El presente trabajo es producto del interés que hemos sentido por la justicia social, en un mundo en que las clases sociales se encuentran en  una lucha constante entre la burguesía y el proletariado, en  un sistema económico-social como es el capitalismo, por un mundo más justo y humano de aquellos miembros de la sociedad que, por su debilidad económica y cultural, no pueden tratar de igual a los miembros económicamente más poderosos.

La experiencia y el estar entre libros, nos han permitido un mejor conocimiento de las relaciones obrero-patronales. Por lo que en el presente trabajo se basa en aspectos teóricos-pragmáticos.

La Prueba Documental en Materia Laboral es el tema central de este trabajo, por lo que al abordar el tema, lo analizaremos y estudiaremos la información que contienen cada uno de los capítulos en sí mismos.

En el capítulo primero consideramos iniciar este trabajo, analizando el  concepto de prueba; así mismo tratando de determinar si ésta es averiguación, averiguamiento o verificación.

En el capítulo segundo nos referimos brevemente sobre el concepto de procedimiento probatorio y a los estadios procesales como el ofrecimiento, la objeción, la admisión y el desahogo de las pruebas.

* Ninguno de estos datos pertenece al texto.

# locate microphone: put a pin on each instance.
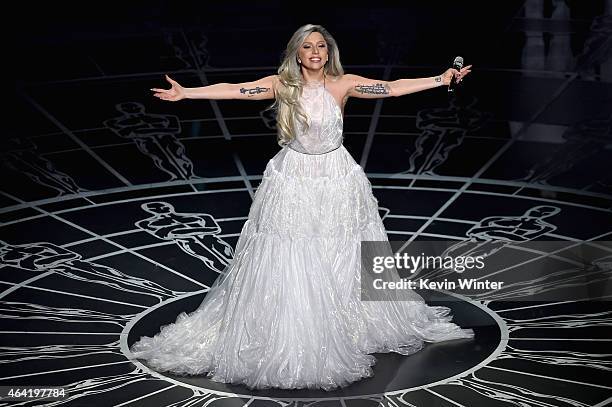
(457, 64)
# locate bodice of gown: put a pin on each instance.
(325, 117)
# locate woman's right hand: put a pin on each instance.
(175, 93)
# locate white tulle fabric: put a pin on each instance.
(287, 312)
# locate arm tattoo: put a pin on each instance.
(378, 89)
(253, 91)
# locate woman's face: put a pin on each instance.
(313, 51)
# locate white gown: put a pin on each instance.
(287, 311)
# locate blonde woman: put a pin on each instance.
(287, 312)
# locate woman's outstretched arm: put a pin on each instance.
(257, 90)
(361, 87)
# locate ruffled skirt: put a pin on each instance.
(287, 311)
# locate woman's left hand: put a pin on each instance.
(459, 75)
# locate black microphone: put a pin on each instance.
(457, 64)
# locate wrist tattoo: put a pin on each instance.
(253, 91)
(378, 89)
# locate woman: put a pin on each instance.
(287, 312)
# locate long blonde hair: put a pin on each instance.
(286, 104)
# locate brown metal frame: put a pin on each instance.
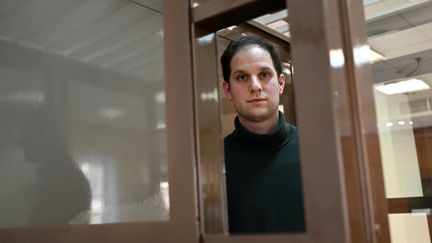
(333, 105)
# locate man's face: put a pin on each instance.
(254, 86)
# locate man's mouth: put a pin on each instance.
(256, 100)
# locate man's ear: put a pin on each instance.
(281, 82)
(227, 90)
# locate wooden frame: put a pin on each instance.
(341, 204)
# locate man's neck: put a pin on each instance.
(263, 127)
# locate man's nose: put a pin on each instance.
(255, 84)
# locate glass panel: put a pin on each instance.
(82, 112)
(400, 39)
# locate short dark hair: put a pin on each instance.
(239, 44)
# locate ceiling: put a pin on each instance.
(111, 34)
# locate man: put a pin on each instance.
(261, 155)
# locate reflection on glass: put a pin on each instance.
(82, 102)
(399, 34)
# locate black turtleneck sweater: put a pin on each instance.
(263, 180)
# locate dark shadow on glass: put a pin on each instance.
(61, 190)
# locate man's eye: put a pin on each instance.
(265, 74)
(241, 77)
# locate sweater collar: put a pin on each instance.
(260, 143)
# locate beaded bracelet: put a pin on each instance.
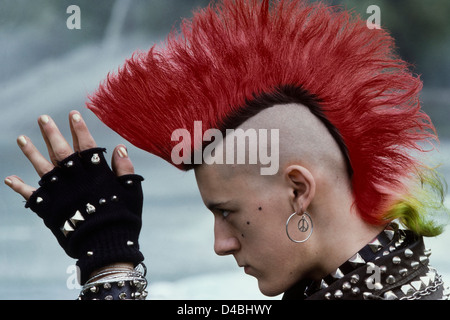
(116, 284)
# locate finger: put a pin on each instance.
(82, 138)
(40, 164)
(121, 163)
(58, 148)
(19, 186)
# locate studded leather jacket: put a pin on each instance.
(393, 266)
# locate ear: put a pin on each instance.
(302, 185)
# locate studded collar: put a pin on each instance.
(394, 265)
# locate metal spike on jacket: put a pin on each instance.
(393, 266)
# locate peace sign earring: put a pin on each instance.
(303, 226)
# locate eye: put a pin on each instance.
(224, 213)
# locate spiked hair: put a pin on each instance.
(231, 53)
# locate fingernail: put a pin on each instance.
(76, 117)
(122, 152)
(22, 141)
(8, 182)
(44, 119)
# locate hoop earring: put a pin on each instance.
(303, 226)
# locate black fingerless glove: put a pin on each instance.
(94, 215)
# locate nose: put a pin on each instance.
(225, 242)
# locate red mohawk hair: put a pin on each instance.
(236, 50)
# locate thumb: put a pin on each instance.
(120, 162)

En el capítulo tercero hablaremos de los antecedentes históricos del documento y de su gran importancia hasta nuestros días; por lo que entraremos en el análisis y estadio de la prueba documental como medio de prueba en materia laboral, desde el punto de vista teórico-práctico basándonos en la Ley Federal del Trabajo en vigor, resaltando la importancia de dicha prueba, que nos permita concluir afirmando que en materia laboral  es la reina de las pruebas.

 

CAPITULO   I

 

IDEAS FUNDAMENTALES SOBRE LA PRUEBA.

  

1.1               Concepto de Prueba.

La idea que se tiene sobre la prueba no es exclusiva del Derecho Procesal.  El investigador de cualquier  Área, Ciencia o Disciplina del conocimiento humano debe  probar sus afirmaciones,  por medio de la razón o medio con que se pretende mostrar la verdad o falsedad de una cosa, en caso de duda o confusión el investigador deberá demostrar sus proposiciones debiéndose  apoyar  en un procedimiento probatorio; sin embargo lo que interesa a nuestro estudio es la llamada Prueba Procesal.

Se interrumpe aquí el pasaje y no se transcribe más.